Ante-Nicene Fathers/Volume VII/Lactantius/The Divine Institutes/Book VII/Chap. XIX
Chap. XIX.—Of the Advent of Christ to Judgment, and of the Overcoming of the False Prophet.
The world therefore being oppressed, since the resources of men shall be insufficient for the overthrow of a tyranny of immense strength, inasmuch as it will press upon the captive world with great armies of robbers, that calamity so great will stand in need of divine assistance. Therefore God, being aroused both by the doubtful danger and by the wretched lamentation of the righteous, will immediately send a deliverer. Then the middle of the heaven shall be laid open in the dead and darkness of the night, that the light of the descending God may be manifest in all the world as lightning: of which the Sibyl spoke in these words:—
“When He shall come, there will be fire and darkness in the midst of the black night.”
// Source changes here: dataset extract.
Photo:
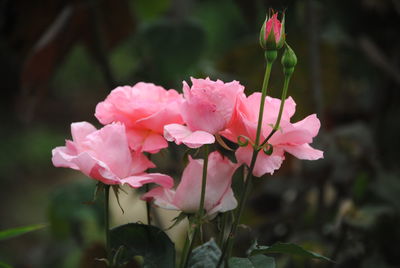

This is the night which is celebrated by us in watchfulness on account of the coming of our King and God:[1] of which night there is a twofold meaning; because in it He then received life when He suffered, and hereafter He is about to receive the kingdom of the world. For He is the Deliverer, and Judge, and Avenger, and King, and God, whom we call Christ, who before He descends will give this sign: There shall suddenly fall from heaven a sword, that the righteous may know that the leader of the sacred warfare is about to descend; and He shall descend with a company of angels to the middle of the earth, and there shall go before Him an unquenchable fire, and the power of the angels shall deliver into the hands of the just that multitude which has surrounded the mountain, and they shall be slain from the third hour until the evening, and blood shall flow like a torrent; and all his forces being destroyed, the wicked one shall alone escape, and his power shall perish from him.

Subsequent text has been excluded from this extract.